Just over a year ago— on January 1, 2011— I posted a positive review of the new Dungeons & Dragons comic book by IDW. It had been years since I purchased a comic, but as I reviewed the first three issues (including Issue #0) of the newest D&D comic book, I tried to convey the excitement I felt looking forward to another issue each month.
The comic book’s five main characters (a human fighter, dwarf paladin, halfling rogue, elf ranger, and tiefling warlock) could have all too easily been portrayed as stale adventuring stereotypes, but with John Rogers capably and creatively guiding the ongoing story, the party instead comes to life in a refreshing, entertaining way. The clever, witty writing in each issue always brings a smile to my face and at some point I invariably find myself thinking, “That is so exactly what one of the guys at my D&D game would say!” And, at least for the first five issues, the art of Andrea Di Vito was the perfect complement to Rogers’ story. Like I said, it had been a long time since I’d purchased a comic book, but I still knew good art when I saw it.
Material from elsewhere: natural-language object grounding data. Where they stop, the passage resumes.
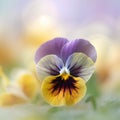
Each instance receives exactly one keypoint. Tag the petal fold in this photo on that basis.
(51, 47)
(78, 45)
(80, 65)
(49, 65)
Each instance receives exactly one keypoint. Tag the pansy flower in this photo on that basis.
(64, 67)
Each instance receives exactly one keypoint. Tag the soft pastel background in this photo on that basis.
(26, 24)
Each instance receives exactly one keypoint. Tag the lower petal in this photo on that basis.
(59, 92)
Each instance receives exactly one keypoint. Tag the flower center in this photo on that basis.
(65, 73)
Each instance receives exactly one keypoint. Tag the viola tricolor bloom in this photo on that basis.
(64, 68)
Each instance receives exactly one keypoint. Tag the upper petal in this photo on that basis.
(49, 65)
(78, 45)
(80, 65)
(51, 47)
But then, with Issue #6, things started to get a bit screwy with the art. In that issue, according to the credits, Di Vito only did the art for one page and some other guy did the rest of the comic. With Issue #7, Di Vito again only did one page, and the rest of the art was split between two other fellows. And in both of those issues, it must be said, the other guys’ art didn’t compare favorably to Di Vito’s superb work.
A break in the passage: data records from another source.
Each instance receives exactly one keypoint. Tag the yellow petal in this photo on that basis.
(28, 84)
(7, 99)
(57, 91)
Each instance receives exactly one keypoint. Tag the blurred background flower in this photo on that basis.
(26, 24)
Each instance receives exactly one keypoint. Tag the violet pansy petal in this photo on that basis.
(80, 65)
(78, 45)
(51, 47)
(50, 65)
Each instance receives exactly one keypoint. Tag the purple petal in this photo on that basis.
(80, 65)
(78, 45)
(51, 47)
Things were happily back to normal in Issue #8, with Di Vito being the sole artist. The art in the next four issues was confusing and disappointing, though. In Issue #9, there were three different artists. Issue #10 was the low point of the whole affair, with four guys doing the art. Issues #11 and 12 had three guys doing the art in each issue. It had been years since I faithfully followed a comic book, and the new Dungeons & Dragons comic was the only one I now bought each month, but I couldn’t imagine this use of multiple artists within a single issue had somehow become standard practice in the industry. The different styles in each issue were an annoying distraction from the story, especially since— as I mentioned earlier— none of the other art was even close to being as good as Di Vito’s. I kept buying the D&D comic during this time, but I was becoming steadily more disillusioned with handing over $3.99 each month for subpar and confusing work by the IDW art department.
But with Issue #13, things seemed to (thankfully) get back on track! Starting with that issue, Andrea Di Vito has again been the sole artist. The art in Issues #13, 14, and 15 has once again been a joy to behold. And speaking of beholding, the full-page drawing of the fearsome beholder that closes Issue #14 is worth the price of admission all by itself.